Il camino era spento e la stanza, viste le sue dimensioni mastodontiche, non era illuminata a sufficienza dal lampadario grondante di candele bianche e mollicce. L’atmosfera che aleggiava nel salone era, quindi, complessivamente cupa e fredda, ma Pansy che ormai ci era abituata non vi prestava la minima attenzione.
Era immersa nella lettura di A Merenda Con La Morte, uno degli affascinanti e avventurosi testi di Gilderoy Allock, il suo scrittore preferito, e nulla sembrava sfiorarla.
Lei, infatti, adorava Gilderoy Allock. Sin da quando aveva imparato a leggere, le sue imprese l‘avevano rapita, dando libero sfogo alla sua immaginazione e al suo senso eroico.

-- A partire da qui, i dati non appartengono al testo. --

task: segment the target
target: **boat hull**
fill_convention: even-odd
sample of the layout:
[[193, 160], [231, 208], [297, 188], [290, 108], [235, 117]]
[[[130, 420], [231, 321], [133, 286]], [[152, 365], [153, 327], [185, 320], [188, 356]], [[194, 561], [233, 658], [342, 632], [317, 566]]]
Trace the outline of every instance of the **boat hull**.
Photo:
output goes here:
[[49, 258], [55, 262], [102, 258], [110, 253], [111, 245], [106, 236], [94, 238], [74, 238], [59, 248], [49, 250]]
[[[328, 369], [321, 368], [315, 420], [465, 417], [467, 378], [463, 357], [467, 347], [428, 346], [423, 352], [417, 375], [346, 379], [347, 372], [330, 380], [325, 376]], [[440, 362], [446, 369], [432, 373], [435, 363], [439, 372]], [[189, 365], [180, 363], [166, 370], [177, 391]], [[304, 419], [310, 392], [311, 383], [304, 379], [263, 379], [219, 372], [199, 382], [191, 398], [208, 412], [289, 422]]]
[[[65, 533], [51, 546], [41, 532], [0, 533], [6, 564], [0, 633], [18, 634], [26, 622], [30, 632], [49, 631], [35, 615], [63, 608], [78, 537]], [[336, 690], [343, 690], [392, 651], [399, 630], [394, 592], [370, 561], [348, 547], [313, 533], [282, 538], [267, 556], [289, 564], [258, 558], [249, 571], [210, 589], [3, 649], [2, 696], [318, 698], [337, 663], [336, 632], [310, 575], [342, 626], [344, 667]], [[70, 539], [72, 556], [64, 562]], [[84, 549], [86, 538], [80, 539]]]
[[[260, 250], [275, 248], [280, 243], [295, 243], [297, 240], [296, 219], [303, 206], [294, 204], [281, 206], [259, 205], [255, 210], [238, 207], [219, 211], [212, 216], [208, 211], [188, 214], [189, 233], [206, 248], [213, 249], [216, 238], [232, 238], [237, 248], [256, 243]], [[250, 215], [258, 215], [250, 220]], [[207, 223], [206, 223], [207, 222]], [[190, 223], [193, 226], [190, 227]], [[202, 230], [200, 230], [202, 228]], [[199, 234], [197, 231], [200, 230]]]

Era incredibile il modo in cui quell’uomo dalle fattezze celestiali riuscisse a compiere tali e avvincenti imprese e a narrarle con altrettanta maestria … ancora non riusciva a credere che l’indomani l’avrebbe conosciuto di persona!
Già, perché Gilderoy Allock, come aveva scoperto solamente qualche ora prima, sarebbe divenuto a breve il suo nuovo insegnante di Difesa Contro le Arti Oscure.
Era impazzita di gioia quando quella sera a cena, parlando dell’imminente partenza per Hogwarts, era saltato fuori l’argomento.
Narcissa, una volta tanto, aveva persino smesso di fare la sostenuta nei suoi confronti, prendendo a parlarle come una sorta di amica di come qualche giorno prima avesse acquistato la sua autobiografia Magicamente Io e di come l’avesse trovata appassionante.
Anche Pansy aveva abbandonato per qualche minuto quella sua aria indifferente per condividere le sue conoscenze a riguardo, e doveva ammettere di essersi persino divertita a discutere con lei di alcuni passi del libro … almeno fino a quando Lucius non si era irritato di ascoltarle, cambiando istantaneamente argomento, facendola sprofondare nuovamente nella noia più totale.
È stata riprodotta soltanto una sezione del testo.